In a more obvious move, backstage crew members intermittently come on stage to take up panels of the floor, which are laid upstage to downstage, rather than the traditional right-to-left pattern. They leave the pieces in heaps against the backdrop, which creates a fascinating visual against the dancers and projections, but places the audience in a state of perplexity. Does this have a specific meaning, is the viewer left to create his/her own interpretation, or does the bold gesture simply add another visual to the fervor of the work? Whatever the answer, the dance begs multiple viewings to assimilate its layers.
The final work, The Gettin’, brings the full band on stage, performing music from We Insist!, also known as Max Roach’s Freedom Now Suite), as interpreted by Robert Glasper. Set designer Glen Ligon utilizes inkblot-style patterns on the backdrop, which partially obscure some of Scully’s video design, as if mimicking our own filters that affect our view of events. Images and video throughout the work mostly come from apartheid-era South Africa, with a few from current events, such as the death of Eric Garner in NYC.
Wade sails through smooth vocals, scatting, and almost screaming at times.
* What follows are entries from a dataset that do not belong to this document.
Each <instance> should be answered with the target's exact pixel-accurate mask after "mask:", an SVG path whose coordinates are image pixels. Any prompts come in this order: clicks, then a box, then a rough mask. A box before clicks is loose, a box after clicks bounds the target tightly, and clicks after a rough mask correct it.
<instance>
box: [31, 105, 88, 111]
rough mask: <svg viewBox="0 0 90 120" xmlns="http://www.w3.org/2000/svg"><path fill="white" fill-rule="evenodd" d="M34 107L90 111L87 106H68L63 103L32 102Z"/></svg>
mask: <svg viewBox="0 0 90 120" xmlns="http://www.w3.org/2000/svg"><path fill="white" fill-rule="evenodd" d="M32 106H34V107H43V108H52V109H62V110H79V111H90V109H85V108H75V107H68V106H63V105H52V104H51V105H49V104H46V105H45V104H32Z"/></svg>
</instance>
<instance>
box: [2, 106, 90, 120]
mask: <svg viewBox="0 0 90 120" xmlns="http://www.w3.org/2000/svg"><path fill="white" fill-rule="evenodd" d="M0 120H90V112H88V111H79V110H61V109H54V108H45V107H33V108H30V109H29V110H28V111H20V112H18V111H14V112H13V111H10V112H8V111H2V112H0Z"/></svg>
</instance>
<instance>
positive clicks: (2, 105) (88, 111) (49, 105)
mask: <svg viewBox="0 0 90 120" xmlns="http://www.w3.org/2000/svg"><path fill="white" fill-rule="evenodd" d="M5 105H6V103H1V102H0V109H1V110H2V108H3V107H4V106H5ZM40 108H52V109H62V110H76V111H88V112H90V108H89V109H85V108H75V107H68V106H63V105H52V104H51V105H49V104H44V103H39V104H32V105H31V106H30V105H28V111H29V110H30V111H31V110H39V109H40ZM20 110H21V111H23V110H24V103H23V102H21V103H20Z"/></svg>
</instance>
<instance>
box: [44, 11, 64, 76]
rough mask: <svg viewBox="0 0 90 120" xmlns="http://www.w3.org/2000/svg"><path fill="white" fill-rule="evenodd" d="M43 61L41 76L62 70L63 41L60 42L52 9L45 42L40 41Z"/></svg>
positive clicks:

Relying on mostly solos, duos, and trios, the more varied vocabulary and qualities mirror the emotions of the video and vocals. At times, the choreography looks like ballet, but then the dancers fling their bodies in a decidedly Afro-Caribbean manner. Similar jumping patterns repeat in this one, adding in several turns initiated by circular arm patterns. Towards the end, Abraham pulls out more surprises as he mixes krumping and modern dance, with the dancers finding a delectable groove before switching to more technical movements.
Again, certain choices appear that make one question the intentionality and depth, this time in casting. One male duet finds the two dancers performing unison movement yet wary of each other, while another coupling has them obviously friendly. In the first, one dancer is African-American and the other Caucasian, while the other duet contains two African-American dancers. Is the skin color of the dancers significant, given the racial messages of this dance and the previous, or just an inadvertent consequence of Abraham’s culturally diverse company?
It’s questions like these and others that make this company so intriguing to watch. They appease the audience’s appetite for virtuosity, while bringing out the inner philosopher, making the evening’s happenings linger long after the curtain goes down.